Where a pharmacist’s allegations under the False Claims Act were implausible, the case was properly dismissed.

“Because Thulin’s FCA claim lacks a legal basis as pleaded, it is inherently implausible and properly was dismissed. For the sake of completeness, we briefly address Thulin’s argument concerning the adequacy of his allegations that Shopko ‘knew’ it was submitting false claims. To be liable under the FCA, Shopko must have acted with ‘actual knowledge,’ or with ‘deliberate ignorance’ or ‘reckless disregard’ to the possibility that the claims it submitted were false. King-Vassel, 728 F.3d at 712; 31 U.S.C. § 3729(a)(1)(A), (b). Thulin contends that his complaint plausibly suggested that Shopko acted with ‘reckless disregard’ as we defined the term in King-Vassel, 728 F.3d at 712-13, because he alleged that Shopko is a ‘sophisticated,’ ‘multi-regional’ business that developed and programmed the PDX system and should have been aware of federal statutes and regulations governing the submission of claims to Medicaid. In reaching a contrary conclusion, Thulin contends, the district court must have ignored King-Vassel’s explication of ‘reckless disregard.’ We disagree. Thulin’s allegations would not be sufficient to satisfy his pleading requirement even if Shopko’s billing practices were contrary to the ‘Federal Assignment Law.’ Although ‘[m]alice, intent, and other conditions of a person’s mind may be alleged generally,’ Fed. R. Civ. P. 9(b), vague allegations that a corporation acted with reckless disregard—i.e., grossly negligently or with reason to know of facts that would lead a reasonable person to realize that it was submitting false claims, see King-Vassel, 728 F.3d at 713—simply by virtue of its size, sophistication, or reach do not clear even this lower pleading threshold.
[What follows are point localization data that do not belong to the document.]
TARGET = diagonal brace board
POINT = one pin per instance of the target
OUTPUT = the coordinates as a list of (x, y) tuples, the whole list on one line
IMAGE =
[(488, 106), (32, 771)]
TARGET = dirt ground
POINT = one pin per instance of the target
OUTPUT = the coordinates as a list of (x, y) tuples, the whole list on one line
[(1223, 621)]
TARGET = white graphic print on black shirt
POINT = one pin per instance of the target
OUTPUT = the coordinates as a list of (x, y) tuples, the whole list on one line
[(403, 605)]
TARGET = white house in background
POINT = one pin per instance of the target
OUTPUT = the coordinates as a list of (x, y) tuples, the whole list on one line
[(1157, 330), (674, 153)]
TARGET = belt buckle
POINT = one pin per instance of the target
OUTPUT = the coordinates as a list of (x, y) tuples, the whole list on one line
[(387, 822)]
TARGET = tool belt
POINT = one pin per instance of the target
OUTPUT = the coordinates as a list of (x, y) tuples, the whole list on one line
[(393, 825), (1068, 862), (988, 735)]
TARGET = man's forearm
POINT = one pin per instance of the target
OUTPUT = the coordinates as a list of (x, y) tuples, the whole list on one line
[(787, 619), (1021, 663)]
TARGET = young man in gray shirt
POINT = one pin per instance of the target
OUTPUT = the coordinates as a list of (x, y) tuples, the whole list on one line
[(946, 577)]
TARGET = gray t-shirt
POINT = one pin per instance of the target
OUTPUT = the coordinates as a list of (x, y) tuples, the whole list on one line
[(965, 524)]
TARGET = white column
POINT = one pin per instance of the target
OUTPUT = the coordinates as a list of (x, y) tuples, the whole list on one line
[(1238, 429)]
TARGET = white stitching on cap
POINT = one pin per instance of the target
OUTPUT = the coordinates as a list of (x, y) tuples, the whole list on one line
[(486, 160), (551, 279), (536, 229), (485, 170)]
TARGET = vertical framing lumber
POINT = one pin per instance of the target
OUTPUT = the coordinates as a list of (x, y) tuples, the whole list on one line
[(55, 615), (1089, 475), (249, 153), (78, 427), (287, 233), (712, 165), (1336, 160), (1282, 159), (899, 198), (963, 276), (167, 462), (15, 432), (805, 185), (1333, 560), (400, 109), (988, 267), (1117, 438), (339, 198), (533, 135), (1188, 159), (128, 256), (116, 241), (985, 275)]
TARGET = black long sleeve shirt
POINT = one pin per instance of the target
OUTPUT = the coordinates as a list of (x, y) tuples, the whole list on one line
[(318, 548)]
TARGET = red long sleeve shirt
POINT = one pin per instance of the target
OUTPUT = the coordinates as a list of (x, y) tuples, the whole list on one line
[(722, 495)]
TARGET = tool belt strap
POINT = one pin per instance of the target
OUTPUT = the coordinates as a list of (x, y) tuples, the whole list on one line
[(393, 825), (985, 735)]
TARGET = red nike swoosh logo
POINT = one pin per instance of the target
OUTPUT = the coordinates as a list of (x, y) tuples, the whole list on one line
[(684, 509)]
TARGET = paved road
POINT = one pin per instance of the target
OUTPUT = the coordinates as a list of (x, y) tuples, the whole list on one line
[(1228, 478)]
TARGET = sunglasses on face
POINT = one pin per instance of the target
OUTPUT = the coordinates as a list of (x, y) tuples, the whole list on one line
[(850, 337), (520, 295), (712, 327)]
Such allegations may suggest a possibility that Shopko acted with reckless disregard, but they do not ‘nudg[e]’ Thulin’s claims ‘across the line from conceivable to plausible.’ Iqbal, 556 U.S. at 680.”

Affirmed.

13-3638 Thulin v. Shopko Stores Operating Co., LLC

Appeal from the United States District Court for the Western District of Wisconsin, Conley, J., Dow, J.